Credit: Ambitious Studio - Rick Barrett via Unsplash
The Department of Justice (DOJ) in the US wants Google to sell two of its advertising products, AdX, an ad exchange, and DoubleClick for publishers.
The thrust of the argument is that this will help dislodge the giant digital platform’s dominance and restore some order of competition to the advertising market.
“This comprehensive set of remedies — including divestiture of Google’s unlawfully obtained monopolies and the products that were the principal instruments of Google’s illegal scheme — is necessary to terminate Google’s monopolies, deny Google the fruits of its violations, reintroduce competition into the ad exchange and publisher ad server markets, and guard against reoccurrence in the future,” the filing by the Department of Justice said.

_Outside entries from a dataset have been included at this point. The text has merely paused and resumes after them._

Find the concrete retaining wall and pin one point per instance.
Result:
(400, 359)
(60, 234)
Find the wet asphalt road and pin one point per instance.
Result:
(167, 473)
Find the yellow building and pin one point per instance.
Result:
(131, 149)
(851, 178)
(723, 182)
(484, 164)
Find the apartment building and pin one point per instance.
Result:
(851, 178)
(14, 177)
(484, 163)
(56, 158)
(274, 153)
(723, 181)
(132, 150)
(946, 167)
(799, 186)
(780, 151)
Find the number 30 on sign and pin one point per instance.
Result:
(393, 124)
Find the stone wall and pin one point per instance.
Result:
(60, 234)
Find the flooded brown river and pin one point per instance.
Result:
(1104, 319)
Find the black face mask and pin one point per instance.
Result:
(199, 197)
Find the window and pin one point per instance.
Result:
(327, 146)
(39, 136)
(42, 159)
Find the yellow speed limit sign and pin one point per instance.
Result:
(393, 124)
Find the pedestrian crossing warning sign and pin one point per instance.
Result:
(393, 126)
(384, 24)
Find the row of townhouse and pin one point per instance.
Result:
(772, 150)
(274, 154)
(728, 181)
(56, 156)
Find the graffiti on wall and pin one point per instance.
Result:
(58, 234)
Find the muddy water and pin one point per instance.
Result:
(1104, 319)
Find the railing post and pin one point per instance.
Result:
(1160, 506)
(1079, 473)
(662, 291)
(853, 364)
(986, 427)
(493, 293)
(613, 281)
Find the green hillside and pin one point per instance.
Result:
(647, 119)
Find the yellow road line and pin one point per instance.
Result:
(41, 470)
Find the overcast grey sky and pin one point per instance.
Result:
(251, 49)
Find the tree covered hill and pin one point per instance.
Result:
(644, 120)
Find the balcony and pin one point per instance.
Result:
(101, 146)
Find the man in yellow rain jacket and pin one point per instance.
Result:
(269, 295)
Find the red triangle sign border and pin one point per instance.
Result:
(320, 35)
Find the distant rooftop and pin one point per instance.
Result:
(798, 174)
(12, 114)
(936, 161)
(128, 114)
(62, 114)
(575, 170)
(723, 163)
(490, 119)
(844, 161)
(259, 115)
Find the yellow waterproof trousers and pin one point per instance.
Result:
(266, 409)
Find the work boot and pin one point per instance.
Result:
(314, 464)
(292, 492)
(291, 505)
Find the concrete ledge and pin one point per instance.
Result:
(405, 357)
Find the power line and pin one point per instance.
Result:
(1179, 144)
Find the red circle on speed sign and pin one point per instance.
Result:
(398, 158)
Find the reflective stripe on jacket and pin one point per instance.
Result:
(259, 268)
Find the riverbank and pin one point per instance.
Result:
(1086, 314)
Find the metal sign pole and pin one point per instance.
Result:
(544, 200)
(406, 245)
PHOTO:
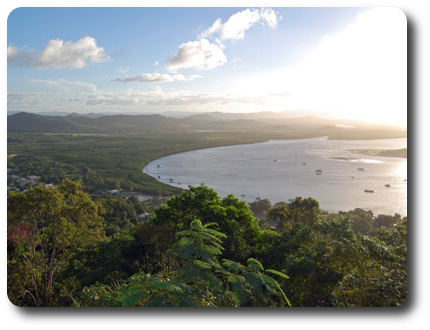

A court last month ruled Google deprived “rivals of the ability to compete” running a monopoly in search services and search text ads.
Google had engaged in a “decade-long campaign of exclusionary conduct” to “acquire,” “protect” and “entrench” monopoly power in two markets that are critical to digital advertising.
A hearing for the latest divestment proposal will be heard in September.
Google argued the divestment would hurt publishers and advertisers.
“The DOJ conceded Google’s proposed ad tech remedy fully addresses the court’s decision on liability,” said VP of regulatory affairs, Lee-Anne Mulholland.
“The DOJ’s additional proposals to force a divestiture of our ad tech tools go well beyond the court’s findings, have no basis in law, and would harm publishers and advertisers.”